We are pleased to share updates on the the Fund. The first quarter included many positive performance trends. Several companies announced healthy dividend increases, perhaps indicating growth rates may be re-accelerating. The Fund also registered solid appreciation. Let’s take a closer look at these developments…

Q1 Dividend Increases

Are Dividend Growth Rates Re-accelerating?

3/19/2024   JP Morgan Increases Dividend by 9.5%

2/22/2024 – Chubb Increases Dividend by 5.8%

2/20/2024 – Walmart Increases Dividend by 9%

2/16/2024 – PPL Corp Increases Dividend by 7.3%

2/14/2024 – Cisco Systems Increases Dividend by 3%

2/09/2024 – Pepsico Increases Dividend by 7,1%

2/02/2024 – Chevron Increases Dividend by 8%

It’s worth noting a bank such as JPMorgan, a historically slow dividend grower like Walmart, and a recent dividend cutter such as PPL Corp saw notable increases in their dividends. This shows the potential for growth and resilience within our the Fund.

General Market Narrative

The equity rally continues to roll on, leaving us to question if we have canceled the recession. While consumer price index (CPI) remains hot, yields are on the rise, with the yield curve showing less inversion. Additionally, NVIDIA maintains its dominant position in the market, but we are witnessing some cooling off in the performance of Magnificent 7 stocks like Tesla and Apple.

The Fund has performed well, delivering a solid increase year-to-date that’s roughly in line with value-focused, equity income strategies. There is evidence the market is broadening away from just a few mega cap tech stocks that have dominated the index. The return of the equal-weighted S&P 500 index, which is more reflective of how a wide basket of stocks is performing, is now generating returns more closely aligned with the cap weighted S&P 500 which is dominated by a few large growth stocks.

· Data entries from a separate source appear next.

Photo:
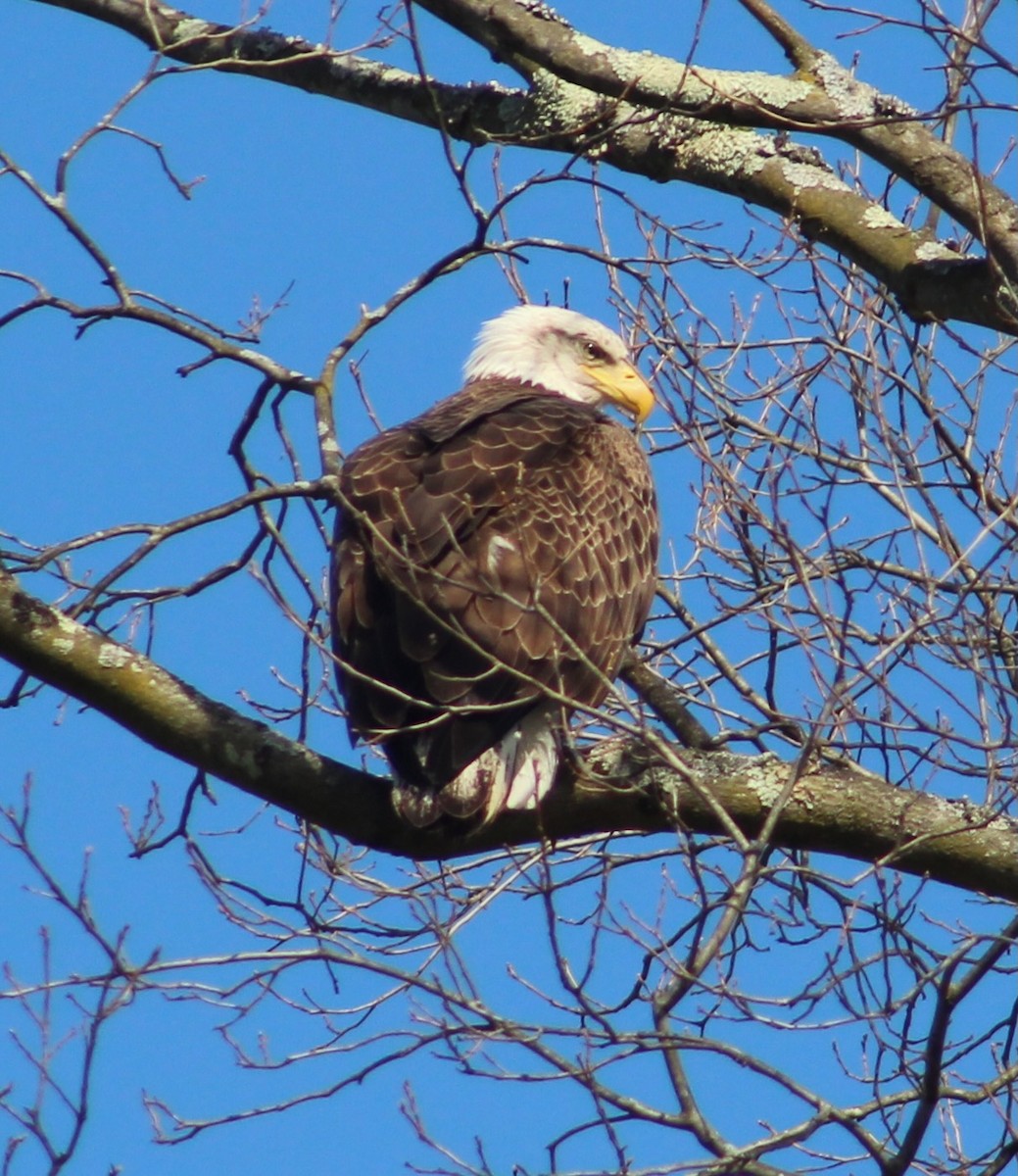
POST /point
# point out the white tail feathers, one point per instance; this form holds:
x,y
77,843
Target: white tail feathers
x,y
513,774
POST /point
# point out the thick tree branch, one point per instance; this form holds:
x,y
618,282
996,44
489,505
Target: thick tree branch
x,y
665,121
834,806
821,98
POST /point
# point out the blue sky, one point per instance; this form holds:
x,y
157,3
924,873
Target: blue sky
x,y
331,207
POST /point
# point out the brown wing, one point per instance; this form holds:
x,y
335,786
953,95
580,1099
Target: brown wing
x,y
498,550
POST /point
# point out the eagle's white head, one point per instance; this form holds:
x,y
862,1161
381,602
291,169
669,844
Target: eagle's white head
x,y
563,352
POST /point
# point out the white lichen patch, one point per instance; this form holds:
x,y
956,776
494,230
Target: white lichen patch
x,y
190,27
113,657
766,776
853,99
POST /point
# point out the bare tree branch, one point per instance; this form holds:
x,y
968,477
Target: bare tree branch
x,y
834,806
666,121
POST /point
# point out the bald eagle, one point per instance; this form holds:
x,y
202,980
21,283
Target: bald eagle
x,y
494,560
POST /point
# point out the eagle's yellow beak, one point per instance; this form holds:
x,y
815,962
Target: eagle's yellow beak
x,y
625,387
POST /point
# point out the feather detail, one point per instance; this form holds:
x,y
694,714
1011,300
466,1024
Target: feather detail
x,y
494,559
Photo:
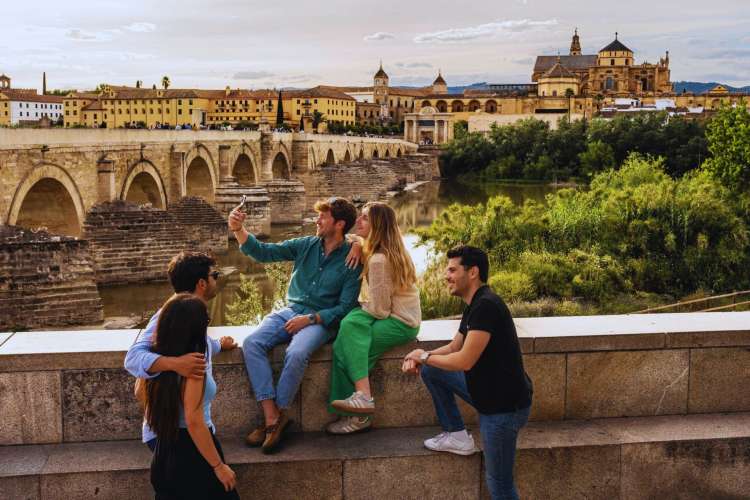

Despite growth still being on top, we encourage you to stick with us as we believe the tides may be turning toward dividend-oriented strategies.

Sign of the Times

We have been closely following some of the top-read stories on Bloomberg this year, as they offer valuable insights into the market environment:

  • “A $560 Billion Property Warning Hits Banks from NY to Tokyo” (02.01.24): This warning highlights potential risks in the real estate sector across major cities.
  • “NY Community Bancorp Plunges as Real Estate Risks Jolt Market” (01.31.24): Real estate risks have had an impact on NY Community Bancorp.
  • “NVIDIA Rises Most in About Nine Months as AI Drives Sales” (02.22.24): The growth in AI sales has propelled Nvidia’s performance in recent times.
  • Additionally, we give an honorable mention to the Harvard Plagiarism Scandal, which has gained attention as the 14th most read story.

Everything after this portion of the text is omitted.